Field characters.—Form and size suggestive of a small collie dog; tail bushy; head and body 22 to 27 inches (549-690 mm.), tail (without hairs at end) 13 to 16 inches (330-410 mm.), height of ear 2-3/4 to 3-1/8 inches (68-78mm.); weight 7 to 10 pounds (3.2-4.5 kilograms). Coloration of body and tail chiefly iron gray; stripe down middle of back and along tail to tip, black; breast, sides of body, and much of legs, rich yellowish brown; chin and middle of belly white. Voice: A sharp bark; captive individuals sometimes make growling sounds. Droppings: Doglike, but smaller, 1/2 inch in diameter.

Occurrence.—Common resident in Upper Sonoran and Transition zones on west slope of Sierra Nevada. Recorded from Pleasant Valley eastward to floor of Yosemite Valley. Lives chiefly in chaparral. Solitary.

The California Gray Fox is the predominant carnivorous mammal in the great tracts of chaparral which clothe the western flanks of the Sierra Nevada. While it ranges somewhat outside the brushland, it is as characteristic a member of the fauna there as is the wren-tit or the California Thrasher among birds.

Indications of the presence of Gray Foxes were observed at every camp which we made in the foothills. Tracks in the dust of roadways, droppings in the trails through the chaparral, accumulations of feathers in clearings where birds had been eaten, and even momentary glimpses of the foxes themselves, all testified to the abundance of the species. In fact we were led to suspect that the paucity of small mammals in certain places might be due in part to the relatively large numbers of Gray Foxes present. Estimates as to the actual population of foxes are difficult to make, but there must be, in favorable situations, at least two pairs to a square mile.

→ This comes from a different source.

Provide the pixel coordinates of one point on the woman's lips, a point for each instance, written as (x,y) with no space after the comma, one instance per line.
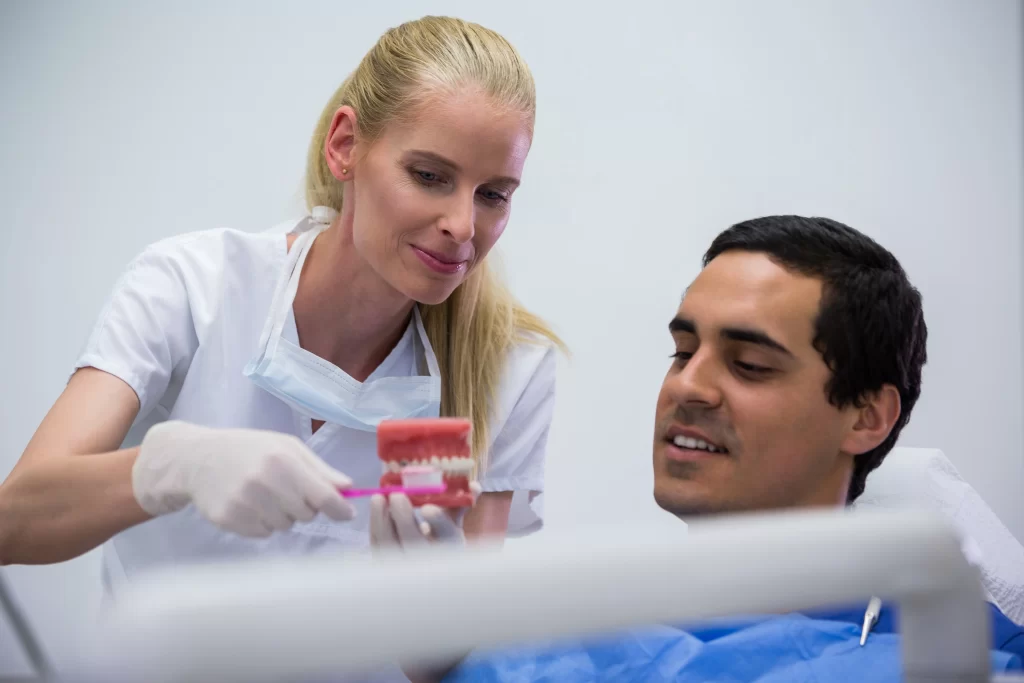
(438,262)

The Gray Fox is often active during the daytime; the members of our party saw at least three individuals at large during the midday hours. Two explanations may be suggested for this peculiarity of behavior: (1) In the chaparral a fox would usually be as well screened from view as though it were operating under cover of darkness. (2) At certain seasons vegetable materials predominate in the diet of this fox, and it is quite as easy to forage for such food during the daylight hours.

When moving about, a Gray Fox usually travels at a rapid trot, a gait which carries it over the ground with considerable speed, but without obvious effort. To judge from the tracks seen in some places, individuals do considerable scouting. In Yosemite Valley on the snowy day of December 10, 1914, the tracks of at least three foxes were observed between Mirror Lake and the foot of the Tenaya trail. They had covered a great deal of ground, mostly off the trail, going over and under boulders and through the brush thickets in their search for prey.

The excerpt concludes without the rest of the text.